Yeah, the bird is always the word!
Yeah, the bird is always the word!
schlep \SHLEP\, verb:
1. To move slowly, awkwardly, or tediously.
2. To carry; lug.
"She's definitely worth the wait, the schlep uptown, and I happen to approve of her politics."
-- Wendy Wasserstein, Elements of Style
They are smelly, stubborn and slow. Yet they're still the favoured traditional and novelty mode of transportation on the Greek island of Santorini. They are the famous donkeys that schlep people and cargo from the Old Port to the island's capital of Fira.
-- Steve MacNaull, "Island Hopping," Calgary Herald, July, 2010.
Schlep is a Yiddish word with a basis in the German schleifen, "to trudge."
word of the day ? ROFLMAO... this is easy:
pe·ti·tion /pəˈtɪʃən/
–noun
1. a formally drawn request, often bearing the names of a number of those making the request, that is addressed to a person or group of persons in authority or power, soliciting some favor, right, mercy, or other benefit: a petition for clemency; a petition for the repeal of an unfair law.
co·mes·ti·ble (kə-mĕsˈtə-bəl) adjective: edible; noun: Something that can be eaten as food; On Sundays we can be found producing fine Swedish comestibles.
Aathing is my word for today cos i just wint Aathing my own wye
beek \BEEK\, verb:
1. To bask or warm in the sunshine or before a fire.
2. (Of wood) to season by exposure to heat.
"Galen, you and the lads go beek yourselves by fireside."
-- Deborah MacGillivray, One Snowy Knight
I ran towards him-but I remember no more,-though at times something crosses my mind, and I have wild visions of roofless walls, and a crowd of weeping women and silent men digging among ashes, and a beautiful body, all dropping wet, brought on a deal from the mill-dam, and of men, as it was carried by, seizing me by the arms and tying my hands,-and then I fancy myself in a house fastened to a chair;-and sometimes I think I was lifted out and placed to beek in the sun and to taste the fresh air.
-- John Galt, Ringan Gilhaize: or, The covenanters
Beek is related to the same Middle English root that results in bake.
cachinnate \KAK-uh-neyt\, verb:
To laugh loudly or immoderately.
His long nose, thick lips and crafty, bulging eyes seemed tense with the urge to cachinnate.
-- Anton Pavlovich Chekhov, Ronald Hingley, The Steppe and Other Stories
I observe my fellow baskers snap, cachinnate, straighten out government policy. That's the wonder of abroad.
-- Tibor Fischer, The Thought Gang
Cachinnate evolves into the English cackle , but derives from the Sanskrit kakhati, "laughs."

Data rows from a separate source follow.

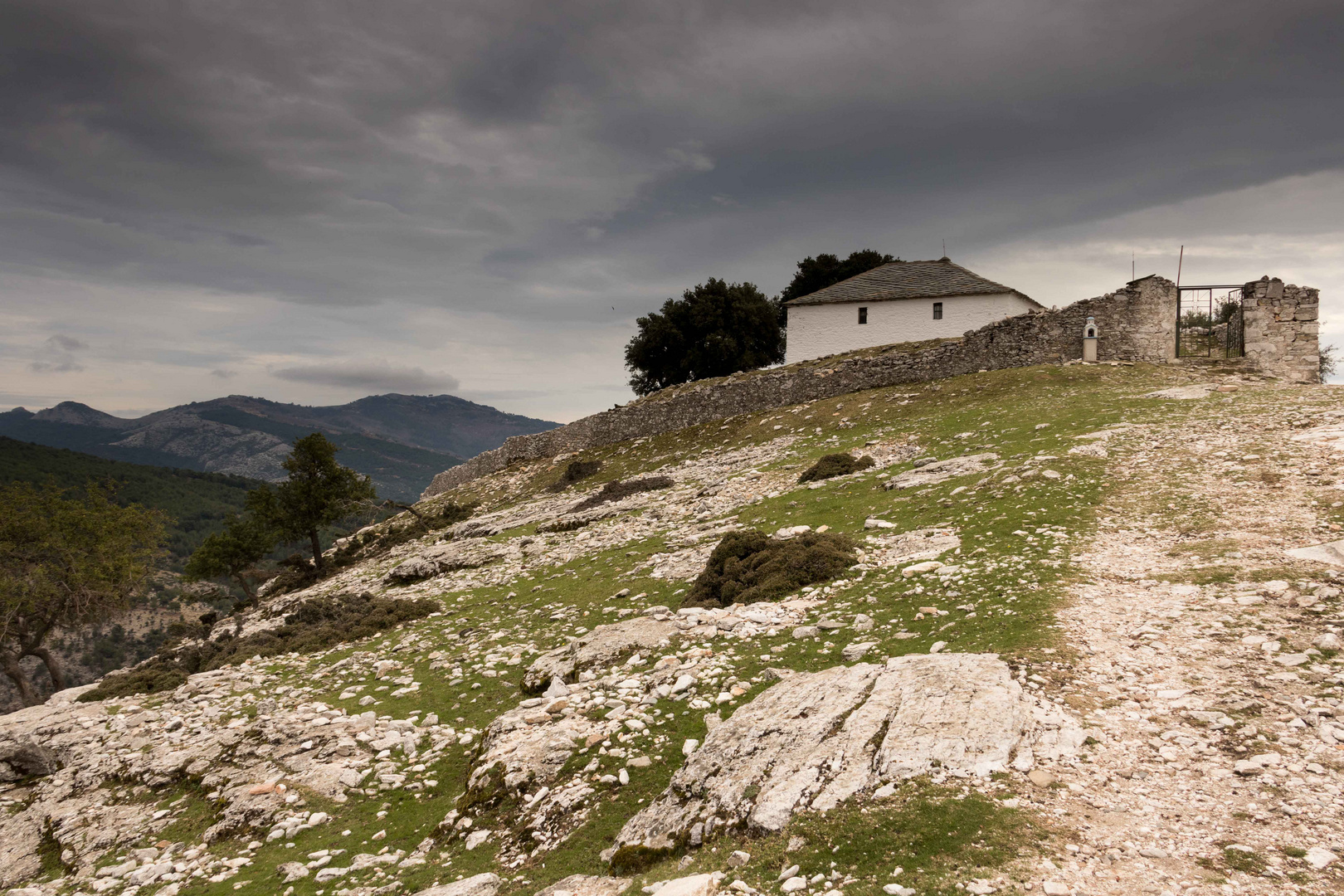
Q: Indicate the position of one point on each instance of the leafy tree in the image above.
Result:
(714, 329)
(66, 561)
(823, 270)
(318, 494)
(233, 553)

lucifugous \loo-see-FOO-guhs\, adjective:
Avoiding light.
There begin to be seen walking the streets, hugging the walls, odd lucifugous creatures such as the tide uncovers when the water withdraws.

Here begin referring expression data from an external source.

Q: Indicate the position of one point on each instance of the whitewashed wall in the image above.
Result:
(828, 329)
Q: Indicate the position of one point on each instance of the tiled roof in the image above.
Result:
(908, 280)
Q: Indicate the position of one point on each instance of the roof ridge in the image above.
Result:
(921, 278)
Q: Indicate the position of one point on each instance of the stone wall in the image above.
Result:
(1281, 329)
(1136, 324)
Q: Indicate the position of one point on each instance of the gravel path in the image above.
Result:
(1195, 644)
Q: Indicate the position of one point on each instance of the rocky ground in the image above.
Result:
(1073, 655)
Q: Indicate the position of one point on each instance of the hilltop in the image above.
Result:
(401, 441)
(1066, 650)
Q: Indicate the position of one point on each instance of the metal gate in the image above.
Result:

-- Andre Gide, Justin O'Brien, Journals: 1914-1927
The lucifugous house, firmly fastened on its corner, with a light that descended while it was hardening, dragged along by the cream-colored crab toward subterranean hibernation.
-- Jose Lezama Lima, Paradiso
Lucifugous combines two Latin roots, luci-, "light," and fugere, "to flee."

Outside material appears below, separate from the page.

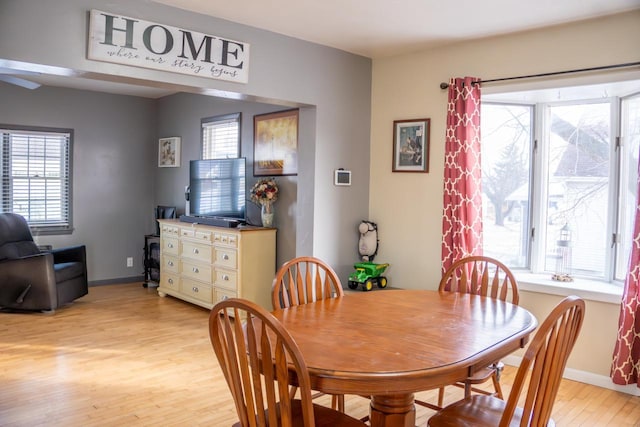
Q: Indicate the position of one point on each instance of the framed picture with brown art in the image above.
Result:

meliorate (mēl′yə rāt′) transitive verb, to make or become better; improve; ameliorate
bricolage \bree-koh-LAHZH; brih-\, noun:
Construction or something constructed by using whatever materials happen to be available.
The Internet is a global bricolage, lashing together unthinkable complexities of miscellaneous computers with temporary lengths of phone line and fiber optic, bits of Ethernet cable and strings of code.
-- Bernard Sharratt, "Only Connected", New York Times, December 17, 1995
Cooking with leftovers was bricolage--a dialogue between the cook and the available materials.
-- Susan Strasser, Waste and Want: A Social History of Trash
I point out to my students that no one ever really reads Hamlet for the first time now; we've heard it all before in bits and pieces, cultural bricolage.
-- Marjorie Garber, "Back to Whose Basics?", New York Times, October 29, 1995
Bricolage comes from the French, from bricole, "trifle; small job."